Which gives you an idea of why political folks have taken to AI a whole lot faster than they did to almost any other digital technology. It’s a machine that apes the behavior it has observed. And AI has observed far, far more than any one person and it can find patterns in those observations that may not be obviously or speedily available to living breathing humans. But it’s horrible at nuance, it’s as creative as your toaster – if your toaster could generate text – and it’s got no sense of irony.
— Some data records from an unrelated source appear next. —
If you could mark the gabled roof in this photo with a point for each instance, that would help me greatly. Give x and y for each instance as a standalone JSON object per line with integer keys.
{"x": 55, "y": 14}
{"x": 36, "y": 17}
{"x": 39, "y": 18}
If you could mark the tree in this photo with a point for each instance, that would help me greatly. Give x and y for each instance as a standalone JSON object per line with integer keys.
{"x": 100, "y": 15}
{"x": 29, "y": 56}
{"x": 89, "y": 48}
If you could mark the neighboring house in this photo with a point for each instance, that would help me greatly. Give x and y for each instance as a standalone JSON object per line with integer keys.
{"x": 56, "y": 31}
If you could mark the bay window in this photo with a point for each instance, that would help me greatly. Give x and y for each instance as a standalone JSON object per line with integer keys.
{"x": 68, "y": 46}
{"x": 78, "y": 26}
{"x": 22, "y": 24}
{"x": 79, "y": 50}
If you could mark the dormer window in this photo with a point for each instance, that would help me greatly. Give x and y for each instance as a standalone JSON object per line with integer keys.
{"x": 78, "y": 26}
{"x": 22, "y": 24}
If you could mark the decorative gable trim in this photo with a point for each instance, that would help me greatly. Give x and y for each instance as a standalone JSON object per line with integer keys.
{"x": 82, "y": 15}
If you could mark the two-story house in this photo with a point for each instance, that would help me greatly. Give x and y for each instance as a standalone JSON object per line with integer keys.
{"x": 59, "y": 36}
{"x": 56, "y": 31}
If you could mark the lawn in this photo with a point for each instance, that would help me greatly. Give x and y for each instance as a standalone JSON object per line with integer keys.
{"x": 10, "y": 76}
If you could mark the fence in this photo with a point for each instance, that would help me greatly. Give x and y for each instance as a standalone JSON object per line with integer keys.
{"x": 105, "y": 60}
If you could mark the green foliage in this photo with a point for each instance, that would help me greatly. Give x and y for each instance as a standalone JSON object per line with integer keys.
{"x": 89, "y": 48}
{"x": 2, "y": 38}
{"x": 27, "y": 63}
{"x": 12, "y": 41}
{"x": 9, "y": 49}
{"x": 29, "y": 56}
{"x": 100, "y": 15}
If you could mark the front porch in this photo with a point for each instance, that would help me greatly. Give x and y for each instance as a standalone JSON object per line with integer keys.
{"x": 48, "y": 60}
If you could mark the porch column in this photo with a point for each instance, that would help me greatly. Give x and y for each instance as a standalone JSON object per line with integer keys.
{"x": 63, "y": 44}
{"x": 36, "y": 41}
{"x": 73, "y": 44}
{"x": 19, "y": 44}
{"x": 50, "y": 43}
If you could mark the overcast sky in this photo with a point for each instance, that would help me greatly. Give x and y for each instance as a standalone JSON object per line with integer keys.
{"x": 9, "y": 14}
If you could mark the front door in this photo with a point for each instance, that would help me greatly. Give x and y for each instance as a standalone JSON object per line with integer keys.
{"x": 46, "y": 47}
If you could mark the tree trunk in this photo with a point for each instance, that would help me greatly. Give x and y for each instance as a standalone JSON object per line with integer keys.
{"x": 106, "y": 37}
So, let’s get this out of the way. There will be AI-generated campaign ads, AI-generated social media posts, AI-generated music, speech and who knows what else. Some of it will fool people and much of it will be published via automated channels where AI’s fellow machines rule the roost. So, it’s inevitable that there will be a big to-do about political campaign disinformation and platform credibility between now and November 5, 2024. This is likely to raise – again – the questions of how political ads are bought, sold and reviewed in the digital world – a conversation that has been neglected for far too long.
Lichfield points out one overlooked fact: AI machines are built by people. They can be trained and restrained by the people who build them. And that’s worth remembering.
Because AI is going to be used. It will come in real handy for finding stock images – and manipulating them. It’ll make it a lot easier to come up with talking points – and it will pull a few of its own out of thin air. It will build field and media plans and suggest buys and neighborhoods that you didn’t consider – and that might include The Daily Planet and a list of the Fabulous Five‘s home addresses.
So the limitations of what AI can – or should – do will be fairly obvious. But that doesn’t mean it can triumph.
One good tool for political folks worried about “deep fake” AI-generated reels and images is this very nerdy consortium created to authenticate images used in the public domain. You know, like campaign ads. It’s something that the American Association of Political Consultants might find useful as a tool to authenticate the images they are creating.
At Spot-On, we’re spending our time thinking about how those processes can be corrupted, misfire or create havoc and what we think needs to be done to make sure that the ads we deliver aren’t machine-generated nonsense. But we’re going to look – and look long and hard – at other uses because we think its the boring backroom stuff that will, over time, make political AI a technology both a boon and, if it’s not carefully managed, a curse.
Our first step: Walk away from the hype.